Bobby Please and the Pleasers
Bobby Please and the Pleasers
Bobby Please and the Pleasers
@bobby-please-and-the-pleasers
 

Bobby Please and the Pleasers’ “The Monster” is another example of B sides finding a longevity that outlasts the A side, which in this case was “The Switch.” Both sides tried to take advantage of ephemeral phenomena. The A side was chasing the dance craze of the late 1950s in the wake of the great success of public tv dancing on Dick Clark’s American Bandstand. Bobby Plaisted was a West Coast producer and performer whose recording career had already started on Era Records in  1957 with another novelty, “You Driver’s License, Please,” a phrase capable of arousing far more fright than a mere monster, especially when spoken by a menacing cop after pulling a recently licensed teenager over to the side of the road. Bobby Please got to Jamie through George Motola, a prolific West Coast producer who was looking for the magic of getting onto American Bandstand at a time when it represented the fastest and best way to have an instant national hit.
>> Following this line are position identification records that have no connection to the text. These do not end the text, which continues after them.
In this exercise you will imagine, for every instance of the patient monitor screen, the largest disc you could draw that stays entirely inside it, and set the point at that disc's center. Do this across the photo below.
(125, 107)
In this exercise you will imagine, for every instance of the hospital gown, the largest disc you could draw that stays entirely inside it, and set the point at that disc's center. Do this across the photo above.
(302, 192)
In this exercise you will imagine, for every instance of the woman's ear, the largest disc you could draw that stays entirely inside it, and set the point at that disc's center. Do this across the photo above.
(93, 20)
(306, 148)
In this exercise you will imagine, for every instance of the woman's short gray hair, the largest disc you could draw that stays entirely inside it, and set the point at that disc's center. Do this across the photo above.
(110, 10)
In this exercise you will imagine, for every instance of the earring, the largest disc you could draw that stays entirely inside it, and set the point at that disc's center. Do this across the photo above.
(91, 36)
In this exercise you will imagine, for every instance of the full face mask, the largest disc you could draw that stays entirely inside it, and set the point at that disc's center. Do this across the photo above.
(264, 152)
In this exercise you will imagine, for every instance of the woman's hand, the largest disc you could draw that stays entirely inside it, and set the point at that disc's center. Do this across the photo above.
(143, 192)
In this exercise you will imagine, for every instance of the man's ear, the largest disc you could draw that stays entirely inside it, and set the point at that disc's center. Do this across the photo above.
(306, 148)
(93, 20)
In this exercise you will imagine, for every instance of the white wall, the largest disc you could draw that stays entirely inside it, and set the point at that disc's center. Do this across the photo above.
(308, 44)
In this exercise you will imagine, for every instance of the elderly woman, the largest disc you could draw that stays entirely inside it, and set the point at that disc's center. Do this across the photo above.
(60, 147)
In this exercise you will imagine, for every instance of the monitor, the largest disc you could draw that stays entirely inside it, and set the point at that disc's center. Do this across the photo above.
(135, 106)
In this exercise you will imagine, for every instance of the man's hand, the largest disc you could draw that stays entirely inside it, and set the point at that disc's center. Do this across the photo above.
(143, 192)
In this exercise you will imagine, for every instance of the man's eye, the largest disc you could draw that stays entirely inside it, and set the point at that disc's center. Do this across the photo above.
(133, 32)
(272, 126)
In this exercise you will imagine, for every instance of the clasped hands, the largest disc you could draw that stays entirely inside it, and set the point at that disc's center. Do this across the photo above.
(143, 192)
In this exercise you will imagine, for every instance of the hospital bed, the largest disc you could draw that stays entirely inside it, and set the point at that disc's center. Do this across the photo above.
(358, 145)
The Pleasers consisted of Motola's wife Ricki Page and Becky Louise Page, presumably also a relative. Neither side of the Pleasers’ release had any contemporary success, but monsters had already made their mark with a late 1950s horror-movie resurgence, which spilled over into music when Philadelphia’s Cameo Records put out “Dinner with Drach” and other recordings by John Zacherle, the host of local Philadelphia tv-station WCAU’s late-night horror-movie series. “The Switch” b/w “The Monster” was released as Jamie 1118; its longevity can be traced to the later association of such music with Halloween, though being released in January 1959 shows that the association with Halloween still lay in the future.  In fact, of all things, this one is associated with Valentine’s Day. Bobby Plaiser, according to Rob Finnis in his liner notes to “These Ghoulish Things” on Ace Records, died in the 1970s.